Uma única lágrima correu por seu olho direito e ele virou a cabeça, estudando a corda levada para dentro de sua cela pela mula mais conhecida do presídio, material que lhe custou 58 cigarros, uma surra e a virgindade anal. Levantou-se e pulou para o chão. Subiu no monte de livros e colocou a corda no pescoço. Pensou, pela última vez, na sua primeira morte.
Fora uma criança feliz, rodeado por amigos e futebol, colecionava figurinhas de jogadores e matava aula para fumar bitucas de cigarro mentolado atrás da quadra de basquete. Uma infância interrompida por uma carro que fugia da polícia, um monstro de metal que pesava algumas toneladas e que voou pelas ruas, acertando o garoto com o pára-choque duro.
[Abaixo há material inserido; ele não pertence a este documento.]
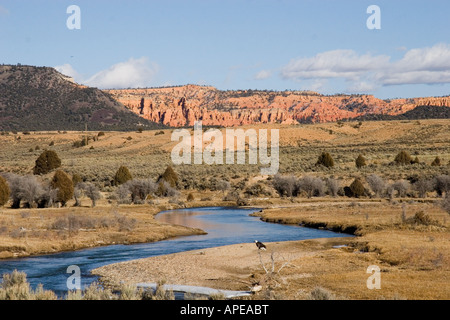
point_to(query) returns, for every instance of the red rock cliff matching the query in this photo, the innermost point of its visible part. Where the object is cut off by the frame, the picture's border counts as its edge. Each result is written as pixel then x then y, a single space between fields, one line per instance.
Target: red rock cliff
pixel 180 106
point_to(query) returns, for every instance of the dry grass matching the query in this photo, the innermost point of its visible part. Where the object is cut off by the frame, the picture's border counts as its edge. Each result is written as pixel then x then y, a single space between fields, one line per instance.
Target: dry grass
pixel 414 258
pixel 26 232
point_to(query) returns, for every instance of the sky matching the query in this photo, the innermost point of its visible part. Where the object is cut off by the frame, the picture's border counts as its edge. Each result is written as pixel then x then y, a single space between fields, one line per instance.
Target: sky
pixel 400 49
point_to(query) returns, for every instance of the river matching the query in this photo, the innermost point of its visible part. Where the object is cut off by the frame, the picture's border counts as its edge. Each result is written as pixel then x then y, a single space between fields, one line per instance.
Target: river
pixel 224 226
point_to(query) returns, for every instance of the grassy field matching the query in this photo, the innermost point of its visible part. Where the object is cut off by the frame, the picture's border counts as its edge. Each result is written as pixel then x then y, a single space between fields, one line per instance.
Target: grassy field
pixel 406 236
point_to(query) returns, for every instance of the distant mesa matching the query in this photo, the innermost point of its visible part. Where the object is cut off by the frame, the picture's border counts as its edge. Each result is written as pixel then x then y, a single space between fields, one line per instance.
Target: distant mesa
pixel 41 98
pixel 183 105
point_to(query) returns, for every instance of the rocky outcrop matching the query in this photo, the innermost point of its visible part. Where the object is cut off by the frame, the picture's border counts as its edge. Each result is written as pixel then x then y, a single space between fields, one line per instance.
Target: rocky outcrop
pixel 183 105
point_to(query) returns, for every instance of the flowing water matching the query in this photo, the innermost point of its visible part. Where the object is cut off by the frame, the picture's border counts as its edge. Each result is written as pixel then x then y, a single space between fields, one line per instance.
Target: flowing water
pixel 224 226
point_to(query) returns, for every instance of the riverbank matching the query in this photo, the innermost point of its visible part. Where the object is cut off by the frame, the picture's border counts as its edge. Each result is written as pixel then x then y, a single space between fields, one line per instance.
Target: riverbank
pixel 31 232
pixel 410 248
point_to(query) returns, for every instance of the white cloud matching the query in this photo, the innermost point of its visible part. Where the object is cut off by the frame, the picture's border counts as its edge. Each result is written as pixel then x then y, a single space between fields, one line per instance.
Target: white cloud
pixel 68 70
pixel 423 65
pixel 3 11
pixel 366 72
pixel 345 64
pixel 133 73
pixel 130 74
pixel 263 74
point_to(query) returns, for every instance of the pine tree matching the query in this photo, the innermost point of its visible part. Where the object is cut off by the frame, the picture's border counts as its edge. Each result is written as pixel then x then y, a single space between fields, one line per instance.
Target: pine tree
pixel 169 176
pixel 326 160
pixel 357 188
pixel 64 185
pixel 46 162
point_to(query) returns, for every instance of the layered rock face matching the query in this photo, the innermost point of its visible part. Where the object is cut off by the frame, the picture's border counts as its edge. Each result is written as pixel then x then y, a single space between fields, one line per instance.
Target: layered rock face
pixel 183 105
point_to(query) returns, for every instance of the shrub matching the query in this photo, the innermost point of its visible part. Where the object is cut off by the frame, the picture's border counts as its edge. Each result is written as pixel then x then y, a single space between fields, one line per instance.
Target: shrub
pixel 25 188
pixel 16 287
pixel 436 162
pixel 422 186
pixel 360 161
pixel 421 218
pixel 377 184
pixel 165 190
pixel 122 175
pixel 320 293
pixel 4 191
pixel 311 185
pixel 255 190
pixel 285 186
pixel 333 186
pixel 91 191
pixel 357 188
pixel 169 176
pixel 140 189
pixel 401 186
pixel 46 162
pixel 76 178
pixel 445 204
pixel 64 185
pixel 403 158
pixel 326 160
pixel 441 184
pixel 222 185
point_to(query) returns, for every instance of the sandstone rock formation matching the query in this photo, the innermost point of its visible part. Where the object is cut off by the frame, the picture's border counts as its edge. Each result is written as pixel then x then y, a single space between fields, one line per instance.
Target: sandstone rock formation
pixel 183 105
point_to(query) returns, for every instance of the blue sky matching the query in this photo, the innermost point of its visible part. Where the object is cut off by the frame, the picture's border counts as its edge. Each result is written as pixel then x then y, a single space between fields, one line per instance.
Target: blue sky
pixel 319 45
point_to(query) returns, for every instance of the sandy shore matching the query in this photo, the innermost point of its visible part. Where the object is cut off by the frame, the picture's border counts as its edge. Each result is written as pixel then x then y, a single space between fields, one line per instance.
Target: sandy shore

Não tinha lembranças do acidente: quando recobrou a consciência, estava no hospital e duas semanas haviam passado. Enquanto estivera em coma, morto para o mundo que seguia adiante, estivera com o Ceifeiro. Era um homem magro e alto, um rosto de traços fortes, sem expressões temporais. Tinha os olhos vagos e a boca seca, um monóculo no rosto e a mais bela ampulheta em uma das mãos. Apresentou-se como Caronte, mas ele para o garoto, seu nome era Ceifeiro. O homem alto agarrou sua mão com suavidade e o levou para o outro lado. Lá, ele brincou com crianças felizes, andou de bicicleta e jogou futebol. Sempre havia uma partida de futebol daquele lado e mesmo que caísse ou ralasse os joelhos, não podia sentir dor. A comida era saborosa e o vento fresco; as flores cheirosas e ninguém dizia maldades dos outros: eram todos sinceros e simples, amigos uns dos outros, uma amizade que valia o mundo todo.
Então os médicos conseguiram trazê-lo de volta, mas deixaram para trás uma parte dele, a parte que queria seguir vivendo e vencer a vida. Nunca mais foi o mesmo, pois sabia que nada naquela vida tinha valor verdadeiro. Pendurou as chuteiras e parou de cheirar as flores. Elas estavam erradas, como se fossem todas de plástico. Cresceu e foi parar naquela cela imunda.
A vida de um prisioneiro. Sem saídas, sem alívios.
Sentiu o toque áspero da corda contra seu pescoço e chutou para longe os livros, derrubando a coluna que o sustentava. Selena, pensou uma última vez. Balançou, arfou inutilmente e balançou um pouco mais. Morreu sorrindo, por tinha a liberdade novamente.
A primeira coisa que faria? Jogaria futebol.
Enforcado, balançou como um pêndulo desajeitado.
O ar mudou. Não sabia como sabia, mas o ar estava diferente, como da vez em que o carro o atingira em cheio, quebrando mais dedos do que poderia contar com seus dedos. O Ceifeiro apareceu e parou quase tocando seu nariz. Ele era mais alto do que se lembrava. “Eu já te encontrei uma vez, humano”, disse Caronte. “Seu tempo acabou.” Simples, direto.
Faça logo sua mágica e vamos deixar esse lugar horrível para trás, por favor. Por favor!, ele pensou com um corpo já sem vida.
O Ceifeiro tirou uma navalha de um dos bolso e segurou a corda com os dedos finos. O homem sentiu a corda sendo serrada, mas nada aconteceu. Caronte tinha um ar de dúvida, um brilho estranho nos olhos outrora sem expressão. Ele pulava e quicava enquanto Caronte tentava romper a corda, mas nada acontecia. Até que um baque surdo derrubou a navalha quebrada no chão e o Ceifeiro soltou um grito em uma língua desconhecida.
Caronte o olhou novamente e levantou as mãos, erguendo os ombros em seguida. Desculpe, foi mal, ele parecia dizer. Virou-se e desapareceu para sempre.
O homem balançou na corda, balançou e balançou, preso para sempre. Enforcado pelas próprias mãos.